3sum

3sum

December 14, 2023
medium

Problem #

Given an integer array nums, return all the triplets [nums[i], nums[j], nums[k]] such that i != j, i != k, and j != k, and nums[i] + nums[j] + nums[k] == 0.

Notice that the solution set must not contain duplicate triplets.

Solution #

Solution 1 #

Here’s the Python code to find all unique triplets in an array that add up to zero:

def threeSum(nums):
    nums.sort()
    result = []

    for i in range(len(nums) - 2):
        # Avoid duplicate solutions
        if i > 0 and nums[i] == nums[i - 1]:
            continue

        left, right = i + 1, len(nums) - 1

        while left < right:
            total = nums[i] + nums[left] + nums[right]

            if total < 0:
                left += 1
            elif total > 0:
                right -= 1
            else:
                result.append([nums[i], nums[left], nums[right]])

                # Move left and right to the next different numbers
                while left < right and nums[left] == nums[left + 1]:
                    left += 1
                while left < right and nums[right] == nums[right - 1]:
                    right -= 1

                left += 1
                right -= 1

    return result

# Example usage
nums = [-1, 0, 1, 2, -1, -4]
three_sum_result = threeSum(nums)
print(three_sum_result)

When you run this code with the example array [-1, 0, 1, 2, -1, -4], it returns [[-1, -1, 2], [-1, 0, 1]], which are the unique triplets that sum up to zero.

Improved solution #

  1. Skip Unnecessary Iterations: If the current number is greater than 0, we can break out of the loop early because the remaining numbers will also be greater than 0, and we won’t be able to find a triplet that sums to 0.
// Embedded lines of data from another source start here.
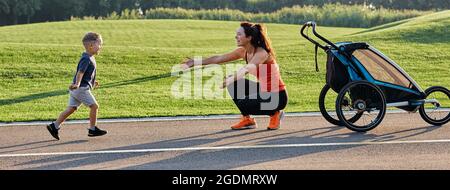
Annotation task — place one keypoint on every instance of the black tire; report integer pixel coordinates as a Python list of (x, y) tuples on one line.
[(370, 100), (424, 112), (325, 113)]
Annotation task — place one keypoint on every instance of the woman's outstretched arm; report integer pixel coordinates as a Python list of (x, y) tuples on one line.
[(238, 53)]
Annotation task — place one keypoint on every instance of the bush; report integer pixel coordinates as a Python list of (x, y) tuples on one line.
[(327, 15)]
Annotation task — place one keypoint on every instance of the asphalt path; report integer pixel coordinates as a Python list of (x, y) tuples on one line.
[(402, 141)]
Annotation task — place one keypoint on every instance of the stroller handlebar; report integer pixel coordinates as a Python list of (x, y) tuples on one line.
[(313, 25)]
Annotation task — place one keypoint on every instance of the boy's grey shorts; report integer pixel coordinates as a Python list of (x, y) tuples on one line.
[(82, 95)]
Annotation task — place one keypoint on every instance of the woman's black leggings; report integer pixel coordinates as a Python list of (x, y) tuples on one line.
[(248, 97)]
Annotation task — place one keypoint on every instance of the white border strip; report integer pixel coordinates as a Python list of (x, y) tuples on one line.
[(177, 118), (222, 148)]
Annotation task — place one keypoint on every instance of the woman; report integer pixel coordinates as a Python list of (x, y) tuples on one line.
[(267, 96)]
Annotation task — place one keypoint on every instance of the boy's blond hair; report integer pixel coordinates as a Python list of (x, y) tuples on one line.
[(91, 37)]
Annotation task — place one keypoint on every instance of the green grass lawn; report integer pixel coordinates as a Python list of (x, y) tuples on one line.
[(38, 61)]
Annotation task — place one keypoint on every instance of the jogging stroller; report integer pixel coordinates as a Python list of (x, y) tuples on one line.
[(368, 82)]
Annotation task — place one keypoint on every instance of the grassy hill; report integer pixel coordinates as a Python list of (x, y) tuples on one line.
[(38, 61)]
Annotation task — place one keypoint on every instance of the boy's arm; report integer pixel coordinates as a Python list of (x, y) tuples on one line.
[(77, 81)]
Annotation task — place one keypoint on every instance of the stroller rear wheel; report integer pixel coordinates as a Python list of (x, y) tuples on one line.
[(364, 100), (436, 113), (328, 97)]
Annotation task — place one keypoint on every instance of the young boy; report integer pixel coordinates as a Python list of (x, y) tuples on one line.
[(80, 89)]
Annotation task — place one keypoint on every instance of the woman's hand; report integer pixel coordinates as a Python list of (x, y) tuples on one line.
[(97, 84), (227, 81), (188, 63), (74, 86)]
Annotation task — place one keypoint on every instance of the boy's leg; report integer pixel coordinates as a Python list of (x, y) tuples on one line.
[(64, 115), (93, 115)]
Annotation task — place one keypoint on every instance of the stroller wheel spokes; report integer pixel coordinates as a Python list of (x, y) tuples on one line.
[(436, 109), (366, 100), (327, 102)]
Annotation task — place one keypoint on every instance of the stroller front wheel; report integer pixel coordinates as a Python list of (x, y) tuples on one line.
[(327, 95), (362, 99), (436, 113)]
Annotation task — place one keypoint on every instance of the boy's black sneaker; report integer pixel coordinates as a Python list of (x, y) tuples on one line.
[(53, 130), (96, 132)]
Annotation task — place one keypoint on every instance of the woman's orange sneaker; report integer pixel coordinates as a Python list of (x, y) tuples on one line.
[(275, 120), (246, 123)]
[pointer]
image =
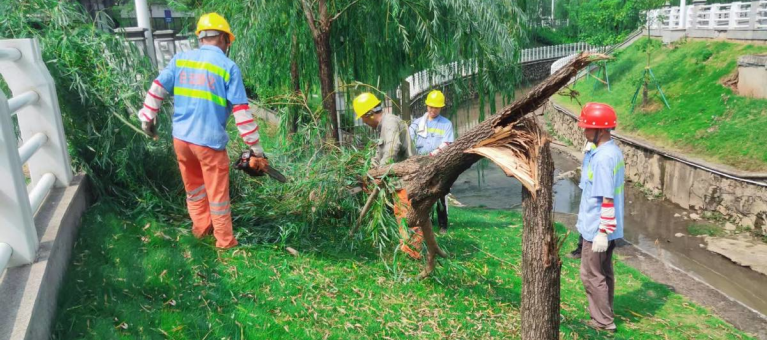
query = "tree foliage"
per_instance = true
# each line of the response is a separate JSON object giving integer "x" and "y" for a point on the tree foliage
{"x": 599, "y": 22}
{"x": 374, "y": 42}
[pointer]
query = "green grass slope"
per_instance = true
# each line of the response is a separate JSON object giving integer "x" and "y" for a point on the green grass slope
{"x": 706, "y": 120}
{"x": 134, "y": 278}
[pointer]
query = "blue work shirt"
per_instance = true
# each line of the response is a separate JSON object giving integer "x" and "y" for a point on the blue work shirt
{"x": 205, "y": 85}
{"x": 438, "y": 130}
{"x": 602, "y": 176}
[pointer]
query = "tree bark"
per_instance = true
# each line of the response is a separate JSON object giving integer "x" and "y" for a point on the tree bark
{"x": 518, "y": 147}
{"x": 327, "y": 86}
{"x": 320, "y": 29}
{"x": 295, "y": 82}
{"x": 428, "y": 178}
{"x": 540, "y": 257}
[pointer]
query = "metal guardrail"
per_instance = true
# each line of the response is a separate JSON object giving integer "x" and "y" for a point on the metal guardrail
{"x": 44, "y": 149}
{"x": 428, "y": 79}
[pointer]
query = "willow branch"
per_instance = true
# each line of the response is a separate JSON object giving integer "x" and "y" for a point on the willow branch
{"x": 343, "y": 10}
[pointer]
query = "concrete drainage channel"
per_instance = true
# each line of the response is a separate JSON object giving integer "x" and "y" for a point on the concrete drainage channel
{"x": 733, "y": 292}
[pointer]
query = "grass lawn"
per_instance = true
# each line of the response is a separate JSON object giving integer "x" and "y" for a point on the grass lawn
{"x": 139, "y": 279}
{"x": 706, "y": 119}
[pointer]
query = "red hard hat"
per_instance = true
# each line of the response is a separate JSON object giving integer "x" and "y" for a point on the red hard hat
{"x": 597, "y": 116}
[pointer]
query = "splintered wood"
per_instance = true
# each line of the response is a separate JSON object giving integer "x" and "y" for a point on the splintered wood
{"x": 515, "y": 149}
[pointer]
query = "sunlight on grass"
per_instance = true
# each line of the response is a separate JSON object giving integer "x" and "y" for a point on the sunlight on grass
{"x": 140, "y": 279}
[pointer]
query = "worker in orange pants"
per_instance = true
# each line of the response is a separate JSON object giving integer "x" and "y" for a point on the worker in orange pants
{"x": 205, "y": 173}
{"x": 207, "y": 88}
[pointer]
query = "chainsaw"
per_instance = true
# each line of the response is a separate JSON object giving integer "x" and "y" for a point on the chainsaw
{"x": 244, "y": 164}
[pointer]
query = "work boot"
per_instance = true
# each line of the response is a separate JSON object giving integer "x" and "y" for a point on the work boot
{"x": 595, "y": 325}
{"x": 414, "y": 244}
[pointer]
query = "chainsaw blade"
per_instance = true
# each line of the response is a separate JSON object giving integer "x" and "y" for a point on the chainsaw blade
{"x": 273, "y": 173}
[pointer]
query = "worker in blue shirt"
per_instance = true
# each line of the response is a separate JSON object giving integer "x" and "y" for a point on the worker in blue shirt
{"x": 207, "y": 87}
{"x": 600, "y": 215}
{"x": 432, "y": 133}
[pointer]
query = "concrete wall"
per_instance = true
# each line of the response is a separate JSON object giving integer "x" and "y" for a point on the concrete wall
{"x": 688, "y": 185}
{"x": 752, "y": 76}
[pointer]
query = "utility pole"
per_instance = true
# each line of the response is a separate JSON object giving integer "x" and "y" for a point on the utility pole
{"x": 144, "y": 20}
{"x": 552, "y": 12}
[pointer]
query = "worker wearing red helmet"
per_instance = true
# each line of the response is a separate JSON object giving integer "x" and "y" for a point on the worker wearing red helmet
{"x": 600, "y": 215}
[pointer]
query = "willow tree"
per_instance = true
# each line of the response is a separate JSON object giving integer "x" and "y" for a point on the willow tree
{"x": 518, "y": 146}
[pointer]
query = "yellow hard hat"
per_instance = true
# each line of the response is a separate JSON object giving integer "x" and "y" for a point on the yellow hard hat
{"x": 364, "y": 103}
{"x": 214, "y": 21}
{"x": 435, "y": 99}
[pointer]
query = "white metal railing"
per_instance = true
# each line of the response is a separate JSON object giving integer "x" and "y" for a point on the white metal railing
{"x": 736, "y": 15}
{"x": 444, "y": 74}
{"x": 44, "y": 149}
{"x": 563, "y": 61}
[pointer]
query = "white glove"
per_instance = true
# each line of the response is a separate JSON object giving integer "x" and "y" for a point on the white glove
{"x": 257, "y": 150}
{"x": 588, "y": 147}
{"x": 599, "y": 244}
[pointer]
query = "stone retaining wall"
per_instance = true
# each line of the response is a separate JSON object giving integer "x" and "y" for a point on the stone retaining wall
{"x": 679, "y": 180}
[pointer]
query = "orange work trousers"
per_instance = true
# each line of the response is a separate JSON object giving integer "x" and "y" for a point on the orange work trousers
{"x": 205, "y": 173}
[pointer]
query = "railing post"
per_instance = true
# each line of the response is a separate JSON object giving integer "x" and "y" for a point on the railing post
{"x": 17, "y": 227}
{"x": 753, "y": 10}
{"x": 30, "y": 72}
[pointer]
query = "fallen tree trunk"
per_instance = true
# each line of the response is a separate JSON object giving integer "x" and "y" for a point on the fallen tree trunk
{"x": 540, "y": 256}
{"x": 427, "y": 178}
{"x": 519, "y": 147}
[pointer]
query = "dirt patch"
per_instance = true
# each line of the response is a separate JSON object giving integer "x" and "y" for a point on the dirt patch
{"x": 731, "y": 81}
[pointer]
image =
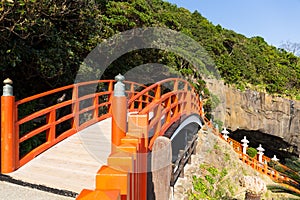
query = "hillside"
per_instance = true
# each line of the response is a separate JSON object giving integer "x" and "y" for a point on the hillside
{"x": 44, "y": 42}
{"x": 216, "y": 173}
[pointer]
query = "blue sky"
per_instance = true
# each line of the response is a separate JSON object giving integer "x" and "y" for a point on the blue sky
{"x": 277, "y": 21}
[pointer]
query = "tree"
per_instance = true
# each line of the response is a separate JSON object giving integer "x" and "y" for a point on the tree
{"x": 292, "y": 47}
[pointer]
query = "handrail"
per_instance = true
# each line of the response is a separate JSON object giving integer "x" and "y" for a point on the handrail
{"x": 261, "y": 167}
{"x": 181, "y": 100}
{"x": 83, "y": 105}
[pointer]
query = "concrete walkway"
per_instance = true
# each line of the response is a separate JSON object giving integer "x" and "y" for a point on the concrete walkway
{"x": 72, "y": 164}
{"x": 9, "y": 191}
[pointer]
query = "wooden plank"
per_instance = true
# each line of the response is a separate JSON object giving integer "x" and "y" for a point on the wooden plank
{"x": 161, "y": 167}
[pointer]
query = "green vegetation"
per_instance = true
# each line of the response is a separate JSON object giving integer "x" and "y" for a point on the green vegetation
{"x": 44, "y": 42}
{"x": 252, "y": 152}
{"x": 212, "y": 185}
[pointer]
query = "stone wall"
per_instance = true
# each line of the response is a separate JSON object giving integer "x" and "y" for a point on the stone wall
{"x": 252, "y": 110}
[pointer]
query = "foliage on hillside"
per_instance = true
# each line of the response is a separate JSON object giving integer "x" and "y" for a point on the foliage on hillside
{"x": 44, "y": 42}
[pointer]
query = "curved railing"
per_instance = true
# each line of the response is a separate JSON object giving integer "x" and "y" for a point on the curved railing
{"x": 43, "y": 120}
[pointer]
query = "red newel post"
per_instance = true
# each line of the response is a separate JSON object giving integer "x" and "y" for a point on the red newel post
{"x": 119, "y": 112}
{"x": 9, "y": 138}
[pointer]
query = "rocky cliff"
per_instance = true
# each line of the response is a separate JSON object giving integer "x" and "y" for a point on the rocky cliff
{"x": 252, "y": 110}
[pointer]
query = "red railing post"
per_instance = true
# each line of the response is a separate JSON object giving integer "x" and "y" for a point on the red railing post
{"x": 119, "y": 112}
{"x": 9, "y": 139}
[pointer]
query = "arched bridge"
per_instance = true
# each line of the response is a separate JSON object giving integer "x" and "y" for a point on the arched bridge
{"x": 98, "y": 136}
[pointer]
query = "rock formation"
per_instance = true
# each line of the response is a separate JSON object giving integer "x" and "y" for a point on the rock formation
{"x": 252, "y": 110}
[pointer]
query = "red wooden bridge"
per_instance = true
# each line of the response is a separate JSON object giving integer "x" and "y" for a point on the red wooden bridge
{"x": 96, "y": 137}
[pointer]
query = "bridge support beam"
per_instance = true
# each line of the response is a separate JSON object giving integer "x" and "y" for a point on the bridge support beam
{"x": 9, "y": 148}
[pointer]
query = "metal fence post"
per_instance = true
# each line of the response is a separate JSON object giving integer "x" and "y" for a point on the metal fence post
{"x": 9, "y": 151}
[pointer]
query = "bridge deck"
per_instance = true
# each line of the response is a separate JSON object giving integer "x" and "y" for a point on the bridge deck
{"x": 71, "y": 164}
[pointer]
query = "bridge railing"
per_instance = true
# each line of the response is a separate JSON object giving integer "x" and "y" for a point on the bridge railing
{"x": 153, "y": 110}
{"x": 40, "y": 121}
{"x": 164, "y": 103}
{"x": 262, "y": 167}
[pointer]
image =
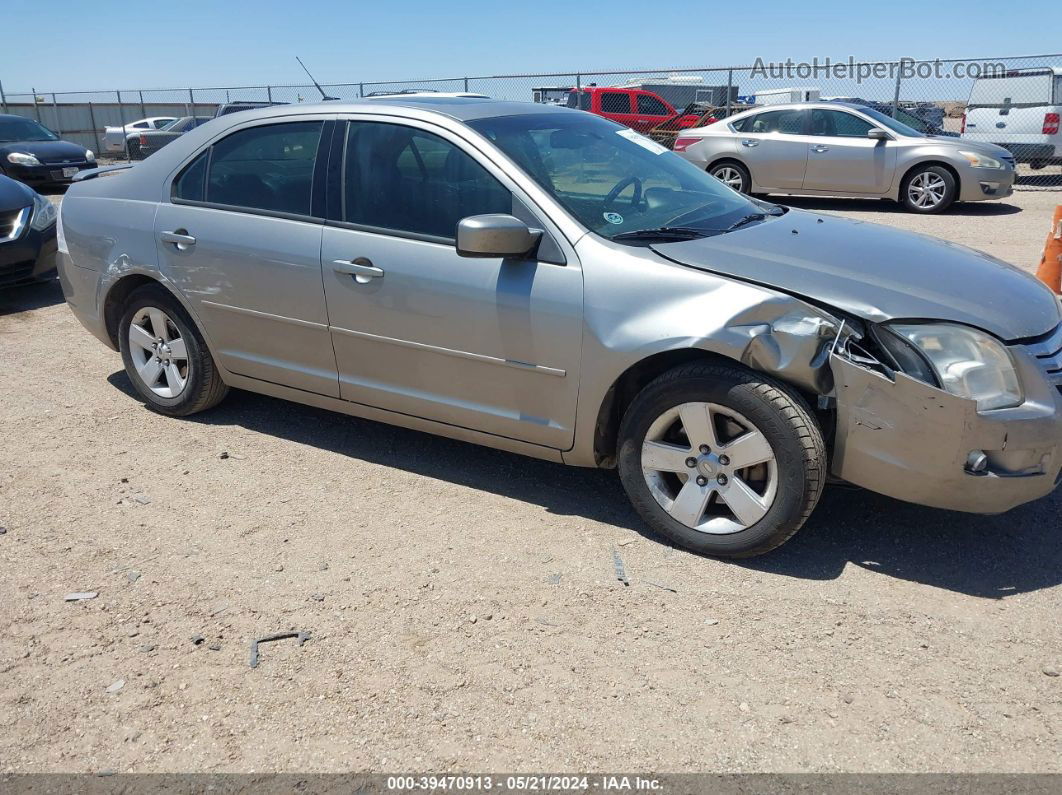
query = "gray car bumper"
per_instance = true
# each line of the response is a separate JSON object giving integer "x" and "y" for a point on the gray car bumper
{"x": 910, "y": 441}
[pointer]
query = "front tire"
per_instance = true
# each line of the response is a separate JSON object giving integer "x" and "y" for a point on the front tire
{"x": 928, "y": 190}
{"x": 166, "y": 357}
{"x": 720, "y": 460}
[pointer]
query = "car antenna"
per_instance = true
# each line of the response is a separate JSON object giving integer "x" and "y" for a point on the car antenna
{"x": 324, "y": 97}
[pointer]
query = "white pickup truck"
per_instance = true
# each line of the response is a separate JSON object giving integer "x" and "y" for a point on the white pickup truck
{"x": 1020, "y": 110}
{"x": 114, "y": 138}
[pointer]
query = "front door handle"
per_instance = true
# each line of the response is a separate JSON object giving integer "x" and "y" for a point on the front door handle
{"x": 362, "y": 270}
{"x": 181, "y": 239}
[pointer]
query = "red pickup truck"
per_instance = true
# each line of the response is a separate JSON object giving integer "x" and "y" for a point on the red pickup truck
{"x": 636, "y": 108}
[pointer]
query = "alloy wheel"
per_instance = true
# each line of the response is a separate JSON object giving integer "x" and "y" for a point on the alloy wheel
{"x": 926, "y": 190}
{"x": 158, "y": 352}
{"x": 729, "y": 176}
{"x": 709, "y": 468}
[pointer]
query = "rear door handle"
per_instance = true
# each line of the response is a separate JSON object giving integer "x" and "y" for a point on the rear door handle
{"x": 181, "y": 239}
{"x": 362, "y": 270}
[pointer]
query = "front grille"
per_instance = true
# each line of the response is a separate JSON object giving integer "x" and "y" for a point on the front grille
{"x": 1048, "y": 351}
{"x": 12, "y": 223}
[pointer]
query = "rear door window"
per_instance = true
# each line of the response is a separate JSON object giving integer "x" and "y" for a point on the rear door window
{"x": 790, "y": 122}
{"x": 266, "y": 168}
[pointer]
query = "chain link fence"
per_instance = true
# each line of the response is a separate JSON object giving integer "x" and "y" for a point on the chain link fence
{"x": 1015, "y": 99}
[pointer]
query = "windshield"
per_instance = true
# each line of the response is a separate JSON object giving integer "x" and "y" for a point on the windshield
{"x": 888, "y": 121}
{"x": 614, "y": 180}
{"x": 24, "y": 130}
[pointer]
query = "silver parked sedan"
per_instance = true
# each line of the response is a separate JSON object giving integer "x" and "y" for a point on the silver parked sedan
{"x": 548, "y": 282}
{"x": 837, "y": 149}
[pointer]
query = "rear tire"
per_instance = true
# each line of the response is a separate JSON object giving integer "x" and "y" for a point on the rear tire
{"x": 928, "y": 190}
{"x": 166, "y": 357}
{"x": 733, "y": 175}
{"x": 733, "y": 500}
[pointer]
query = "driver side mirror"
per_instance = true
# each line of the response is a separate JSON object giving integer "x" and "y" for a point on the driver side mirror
{"x": 495, "y": 236}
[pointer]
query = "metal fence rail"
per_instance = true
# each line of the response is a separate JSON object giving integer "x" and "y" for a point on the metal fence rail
{"x": 935, "y": 93}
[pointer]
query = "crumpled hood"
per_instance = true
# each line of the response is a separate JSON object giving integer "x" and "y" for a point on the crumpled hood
{"x": 876, "y": 273}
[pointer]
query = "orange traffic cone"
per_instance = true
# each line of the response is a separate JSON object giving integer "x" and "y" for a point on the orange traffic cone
{"x": 1050, "y": 263}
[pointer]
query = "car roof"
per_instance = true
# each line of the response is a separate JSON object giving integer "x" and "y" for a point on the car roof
{"x": 462, "y": 108}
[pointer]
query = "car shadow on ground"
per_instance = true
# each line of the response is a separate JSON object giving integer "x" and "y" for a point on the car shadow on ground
{"x": 980, "y": 556}
{"x": 973, "y": 209}
{"x": 14, "y": 299}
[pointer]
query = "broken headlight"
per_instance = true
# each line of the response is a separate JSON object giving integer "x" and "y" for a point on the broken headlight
{"x": 960, "y": 360}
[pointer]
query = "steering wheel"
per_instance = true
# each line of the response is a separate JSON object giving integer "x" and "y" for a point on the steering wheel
{"x": 620, "y": 187}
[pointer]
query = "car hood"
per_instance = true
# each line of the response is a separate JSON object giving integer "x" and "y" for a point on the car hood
{"x": 45, "y": 149}
{"x": 14, "y": 195}
{"x": 876, "y": 273}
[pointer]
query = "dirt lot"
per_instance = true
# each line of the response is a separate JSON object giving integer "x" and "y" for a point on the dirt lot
{"x": 462, "y": 602}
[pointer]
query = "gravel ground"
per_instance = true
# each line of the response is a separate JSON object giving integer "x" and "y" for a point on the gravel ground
{"x": 462, "y": 603}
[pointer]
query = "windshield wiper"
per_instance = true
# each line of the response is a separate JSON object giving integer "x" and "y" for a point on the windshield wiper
{"x": 746, "y": 220}
{"x": 666, "y": 232}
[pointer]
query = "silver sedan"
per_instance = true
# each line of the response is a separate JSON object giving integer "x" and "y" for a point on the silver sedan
{"x": 838, "y": 149}
{"x": 548, "y": 282}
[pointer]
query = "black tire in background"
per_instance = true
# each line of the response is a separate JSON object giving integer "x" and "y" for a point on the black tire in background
{"x": 733, "y": 174}
{"x": 777, "y": 412}
{"x": 929, "y": 175}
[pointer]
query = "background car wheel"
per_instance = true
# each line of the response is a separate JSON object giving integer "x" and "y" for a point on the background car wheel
{"x": 931, "y": 189}
{"x": 720, "y": 460}
{"x": 732, "y": 174}
{"x": 166, "y": 357}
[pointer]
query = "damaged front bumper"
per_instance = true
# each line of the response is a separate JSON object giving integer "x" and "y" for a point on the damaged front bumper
{"x": 910, "y": 441}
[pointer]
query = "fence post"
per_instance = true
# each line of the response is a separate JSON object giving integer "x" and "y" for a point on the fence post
{"x": 895, "y": 97}
{"x": 96, "y": 131}
{"x": 121, "y": 123}
{"x": 55, "y": 109}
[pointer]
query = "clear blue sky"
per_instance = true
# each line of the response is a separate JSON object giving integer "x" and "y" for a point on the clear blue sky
{"x": 104, "y": 45}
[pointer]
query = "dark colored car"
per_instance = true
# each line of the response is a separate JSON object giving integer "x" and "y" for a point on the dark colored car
{"x": 27, "y": 235}
{"x": 152, "y": 140}
{"x": 33, "y": 154}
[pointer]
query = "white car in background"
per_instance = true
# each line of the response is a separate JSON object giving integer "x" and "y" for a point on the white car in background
{"x": 114, "y": 138}
{"x": 1020, "y": 110}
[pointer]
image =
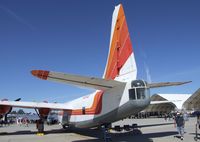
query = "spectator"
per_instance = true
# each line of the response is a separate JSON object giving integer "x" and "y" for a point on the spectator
{"x": 179, "y": 123}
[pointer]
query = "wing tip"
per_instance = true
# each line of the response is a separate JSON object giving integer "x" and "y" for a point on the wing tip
{"x": 42, "y": 74}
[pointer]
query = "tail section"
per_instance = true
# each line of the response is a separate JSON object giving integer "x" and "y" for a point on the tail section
{"x": 121, "y": 63}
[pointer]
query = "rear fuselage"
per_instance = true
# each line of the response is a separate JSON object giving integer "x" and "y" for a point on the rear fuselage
{"x": 115, "y": 105}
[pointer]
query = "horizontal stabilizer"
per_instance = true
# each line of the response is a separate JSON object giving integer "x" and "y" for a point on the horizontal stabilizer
{"x": 83, "y": 81}
{"x": 166, "y": 84}
{"x": 163, "y": 102}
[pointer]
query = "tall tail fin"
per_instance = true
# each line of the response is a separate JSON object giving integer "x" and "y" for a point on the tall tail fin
{"x": 121, "y": 63}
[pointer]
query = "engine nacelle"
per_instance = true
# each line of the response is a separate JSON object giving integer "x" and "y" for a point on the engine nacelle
{"x": 43, "y": 112}
{"x": 4, "y": 109}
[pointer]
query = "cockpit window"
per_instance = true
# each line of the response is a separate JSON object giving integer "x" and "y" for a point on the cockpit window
{"x": 137, "y": 83}
{"x": 138, "y": 90}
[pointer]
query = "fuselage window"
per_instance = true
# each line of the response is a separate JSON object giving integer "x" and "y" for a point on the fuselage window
{"x": 83, "y": 110}
{"x": 132, "y": 94}
{"x": 140, "y": 93}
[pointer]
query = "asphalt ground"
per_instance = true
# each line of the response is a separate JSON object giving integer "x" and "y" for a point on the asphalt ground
{"x": 150, "y": 130}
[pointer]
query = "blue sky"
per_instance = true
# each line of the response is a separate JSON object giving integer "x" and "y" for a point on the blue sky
{"x": 73, "y": 37}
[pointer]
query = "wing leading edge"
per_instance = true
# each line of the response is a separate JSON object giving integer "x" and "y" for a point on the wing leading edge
{"x": 83, "y": 81}
{"x": 56, "y": 106}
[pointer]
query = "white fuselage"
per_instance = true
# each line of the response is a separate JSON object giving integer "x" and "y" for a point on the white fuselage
{"x": 115, "y": 105}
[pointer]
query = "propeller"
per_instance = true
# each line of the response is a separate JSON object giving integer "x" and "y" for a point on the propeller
{"x": 6, "y": 115}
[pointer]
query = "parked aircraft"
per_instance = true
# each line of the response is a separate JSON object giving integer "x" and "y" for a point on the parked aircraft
{"x": 118, "y": 94}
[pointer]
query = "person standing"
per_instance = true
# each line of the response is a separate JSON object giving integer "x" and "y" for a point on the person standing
{"x": 179, "y": 123}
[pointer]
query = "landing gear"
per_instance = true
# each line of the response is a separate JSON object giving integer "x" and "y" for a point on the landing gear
{"x": 40, "y": 126}
{"x": 106, "y": 133}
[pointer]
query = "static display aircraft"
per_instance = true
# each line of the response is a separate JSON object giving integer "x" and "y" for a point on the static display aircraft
{"x": 118, "y": 94}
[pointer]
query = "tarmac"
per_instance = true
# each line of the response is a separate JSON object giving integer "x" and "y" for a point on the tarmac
{"x": 150, "y": 130}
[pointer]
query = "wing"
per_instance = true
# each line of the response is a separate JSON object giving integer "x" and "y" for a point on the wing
{"x": 37, "y": 105}
{"x": 88, "y": 82}
{"x": 165, "y": 84}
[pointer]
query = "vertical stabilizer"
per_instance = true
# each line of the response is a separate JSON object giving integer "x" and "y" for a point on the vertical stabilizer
{"x": 121, "y": 63}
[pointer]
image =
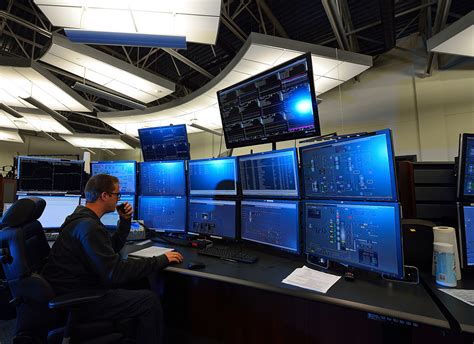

  2. Early Stopping: If the smallest number in the sorted array is greater than 0, or the largest number is less than 0, we can return early because it’s impossible to find a triplet that sums to 0.

Here’s the improved code:

def threeSum(nums):
    nums.sort()
    result = []
    n = len(nums)

    # Early stopping if the smallest or largest number doesn't allow for a sum of 0
    if n < 3 or nums[0] > 0 or nums[-1] < 0:
        return result

    for i in range(n - 2):
        # Skip duplicate elements
        if i > 0 and nums[i] == nums[i - 1]:
            continue

        # Early break if the current number is greater than 0
        if nums[i] > 0:
            break

        left, right = i + 1, n - 1

        while left < right:
            total = nums[i] + nums[left] + nums[right]

            if total < 0:
                left += 1
            elif total > 0:
                right -= 1
            else:
                result.append([nums[i], nums[left], nums[right]])
                left += 1
                right -= 1

                # Skip duplicate elements
                while left < right and nums[left] == nums[left - 1]:
                    left += 1
                while left < right and nums[right] == nums[right + 1]:
                    right -= 1

    return result

# Example usage
nums = [-1, 0, 1, 2, -1, -4]
three_sum_result = threeSum(nums)
print(three_sum_result)

These changes help in reducing the number of unnecessary iterations, especially in cases where it’s impossible to find a valid triplet or where skipping duplicate values can save computation time.